Wie viele Lehrer haben sich am Johanneum am Nationalsozialismus beteiligt? Wie gestaltete sich das Schulleben in der Nachkriegszeit? Und was berichten ehemalige Schüler?
Am 21.05.2024 berichtete der Historiker und ehemalige Schüler des Johanneums Dr. Bernd Rother über die NS-Vergangenheit unserer Schule und stellte anhand von drei Jahren die Entwicklungen in der Nachkriegszeit dar. Seine Forschungen zeigen, wie lange das „Dritte Reich“ noch Auswirkungen auf das Johanneum hatte. Die Vortrags- und Diskussionsveranstaltung, die schon einmal im Januar stattgefunden hatte, fand in Zusammenarbeit mit der SPD im Museum Lüneburg statt. Viele ehemalige Schüler waren anwesend, die Vieles, was berichtet wurde, selbst miterlebt hatten.

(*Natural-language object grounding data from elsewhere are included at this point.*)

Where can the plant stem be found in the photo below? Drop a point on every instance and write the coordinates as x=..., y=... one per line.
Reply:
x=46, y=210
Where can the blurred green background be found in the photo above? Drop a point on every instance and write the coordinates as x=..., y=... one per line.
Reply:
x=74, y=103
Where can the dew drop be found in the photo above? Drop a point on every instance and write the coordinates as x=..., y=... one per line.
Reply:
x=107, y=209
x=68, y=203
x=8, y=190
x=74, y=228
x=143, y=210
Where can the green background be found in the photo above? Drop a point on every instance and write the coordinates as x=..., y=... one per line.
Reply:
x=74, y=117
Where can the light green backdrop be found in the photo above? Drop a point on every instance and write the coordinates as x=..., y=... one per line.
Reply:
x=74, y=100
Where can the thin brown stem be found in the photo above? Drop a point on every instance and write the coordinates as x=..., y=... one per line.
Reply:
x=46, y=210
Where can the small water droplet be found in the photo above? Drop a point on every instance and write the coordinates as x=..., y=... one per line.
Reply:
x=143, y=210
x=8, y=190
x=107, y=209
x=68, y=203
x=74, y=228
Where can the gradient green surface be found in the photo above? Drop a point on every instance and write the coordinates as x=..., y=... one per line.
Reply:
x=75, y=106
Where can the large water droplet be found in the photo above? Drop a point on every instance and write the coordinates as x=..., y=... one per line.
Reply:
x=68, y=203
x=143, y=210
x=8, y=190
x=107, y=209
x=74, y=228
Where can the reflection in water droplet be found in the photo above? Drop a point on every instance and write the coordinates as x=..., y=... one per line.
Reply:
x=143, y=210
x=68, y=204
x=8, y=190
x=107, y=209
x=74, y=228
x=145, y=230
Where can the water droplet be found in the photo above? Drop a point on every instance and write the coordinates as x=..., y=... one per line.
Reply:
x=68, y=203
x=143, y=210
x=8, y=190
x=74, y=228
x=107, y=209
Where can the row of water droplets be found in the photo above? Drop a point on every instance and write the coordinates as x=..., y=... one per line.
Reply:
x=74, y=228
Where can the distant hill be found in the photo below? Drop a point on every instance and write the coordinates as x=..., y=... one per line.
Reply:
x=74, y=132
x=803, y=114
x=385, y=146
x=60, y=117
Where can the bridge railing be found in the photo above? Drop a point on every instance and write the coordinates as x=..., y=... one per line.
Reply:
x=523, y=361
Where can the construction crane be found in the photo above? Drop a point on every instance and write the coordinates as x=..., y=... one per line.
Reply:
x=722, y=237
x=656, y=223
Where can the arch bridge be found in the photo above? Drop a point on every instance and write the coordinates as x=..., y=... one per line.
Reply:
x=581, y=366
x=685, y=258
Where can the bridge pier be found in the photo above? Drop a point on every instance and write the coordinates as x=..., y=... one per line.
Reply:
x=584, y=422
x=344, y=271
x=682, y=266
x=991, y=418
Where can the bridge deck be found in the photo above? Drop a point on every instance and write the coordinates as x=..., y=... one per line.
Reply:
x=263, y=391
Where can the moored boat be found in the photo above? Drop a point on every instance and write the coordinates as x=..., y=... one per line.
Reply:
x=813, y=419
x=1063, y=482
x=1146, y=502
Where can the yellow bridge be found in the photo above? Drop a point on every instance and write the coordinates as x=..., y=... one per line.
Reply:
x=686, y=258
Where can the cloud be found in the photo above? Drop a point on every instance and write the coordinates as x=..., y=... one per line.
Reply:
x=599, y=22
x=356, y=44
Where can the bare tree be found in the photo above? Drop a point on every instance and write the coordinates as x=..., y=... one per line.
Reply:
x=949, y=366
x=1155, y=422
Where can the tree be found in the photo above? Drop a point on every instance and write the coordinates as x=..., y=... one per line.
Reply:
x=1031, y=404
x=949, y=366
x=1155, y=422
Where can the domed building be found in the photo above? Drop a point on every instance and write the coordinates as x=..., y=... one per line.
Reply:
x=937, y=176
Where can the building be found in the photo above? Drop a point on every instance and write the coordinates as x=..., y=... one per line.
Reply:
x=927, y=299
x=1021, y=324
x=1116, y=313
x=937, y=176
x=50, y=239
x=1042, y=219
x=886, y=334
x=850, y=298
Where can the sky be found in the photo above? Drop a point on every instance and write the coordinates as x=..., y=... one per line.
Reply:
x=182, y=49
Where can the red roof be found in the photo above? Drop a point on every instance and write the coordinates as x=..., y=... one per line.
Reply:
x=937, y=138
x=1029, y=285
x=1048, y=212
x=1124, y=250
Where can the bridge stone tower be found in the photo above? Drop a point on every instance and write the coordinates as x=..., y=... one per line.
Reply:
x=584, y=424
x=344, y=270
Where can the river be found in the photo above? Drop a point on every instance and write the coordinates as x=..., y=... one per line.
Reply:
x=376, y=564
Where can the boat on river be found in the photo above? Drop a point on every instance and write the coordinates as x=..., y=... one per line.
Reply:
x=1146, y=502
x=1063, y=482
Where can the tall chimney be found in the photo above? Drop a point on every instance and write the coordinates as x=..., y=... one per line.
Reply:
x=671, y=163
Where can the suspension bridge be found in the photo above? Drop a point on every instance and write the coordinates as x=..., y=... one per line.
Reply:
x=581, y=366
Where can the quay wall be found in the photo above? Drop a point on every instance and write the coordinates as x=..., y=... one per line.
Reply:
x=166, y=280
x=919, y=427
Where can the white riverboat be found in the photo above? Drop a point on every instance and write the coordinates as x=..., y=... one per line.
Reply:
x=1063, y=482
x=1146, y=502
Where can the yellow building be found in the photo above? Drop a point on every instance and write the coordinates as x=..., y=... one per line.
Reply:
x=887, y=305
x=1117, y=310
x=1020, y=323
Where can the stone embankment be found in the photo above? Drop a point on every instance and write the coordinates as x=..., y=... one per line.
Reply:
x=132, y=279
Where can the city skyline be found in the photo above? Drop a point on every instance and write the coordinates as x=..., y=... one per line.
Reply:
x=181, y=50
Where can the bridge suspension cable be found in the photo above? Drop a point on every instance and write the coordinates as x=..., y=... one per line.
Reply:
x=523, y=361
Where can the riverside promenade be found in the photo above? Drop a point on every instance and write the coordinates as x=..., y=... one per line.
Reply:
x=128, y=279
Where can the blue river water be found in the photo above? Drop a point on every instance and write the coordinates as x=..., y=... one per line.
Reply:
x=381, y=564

Entnazifizierung Deutschlands
Den Alliierten war es sehr wichtig, die deutsche Gesellschaft von nationalsozialistischen Einflüssen zu befreien und ein demokratisches System zu etablieren. Zum einen wurden die NSDAP und weitere nationalsozialistische Organisationen aufgelöst und Nationalsozialisten aus der öffentlichen Verwaltung und anderen Positionen ausgeschlossen. Zudem wurden alle nationalsozialistischen Gesetze außer Kraft gesetzt, Nazi-Symbole aus dem öffentlichen Raum entfernt und Straßennamen geändert. Zum anderen sollte die deutsche Bevölkerung entnazifiziert werden. Ein wichtiges Mittel dabei war ein Fragebogen, mit dem die Tätigkeiten und Stellungen im Nationalsozialismus abgefragt wurden. Daraufhin wurden die Menschen in verschiedene Kategorien eingestuft, nach denen sich das weitere Verfahren richtete, beispielsweise eine Inhaftierung bei „Hauptschuldigen“ oder ein Berufsverbot bei weniger Belasteten.
Wie war das Ergebnis für das Johanneum?
Im Zuge der Entnazifizierung wurde auch das Lehrerkollegium des Johanneums, welches zu der Zeit ein reines Jungengymnasium war, an dem ausschließlich männliche Lehrer unterrichteten, auf seine Aktivitäten überprüft. Dabei ergab sich ein erschreckendes Ergebnis: „[Wir kommen] für die 49 Lehrkräfte des Johanneums in der Nachkriegszeit auf einen Anteil von 73 % ehemaliger NSDAP-Mitglieder, während der Anteil in der erwachsenen Gesamtbevölkerung nur bei etwa 15 % lag“, so Bernd Rother.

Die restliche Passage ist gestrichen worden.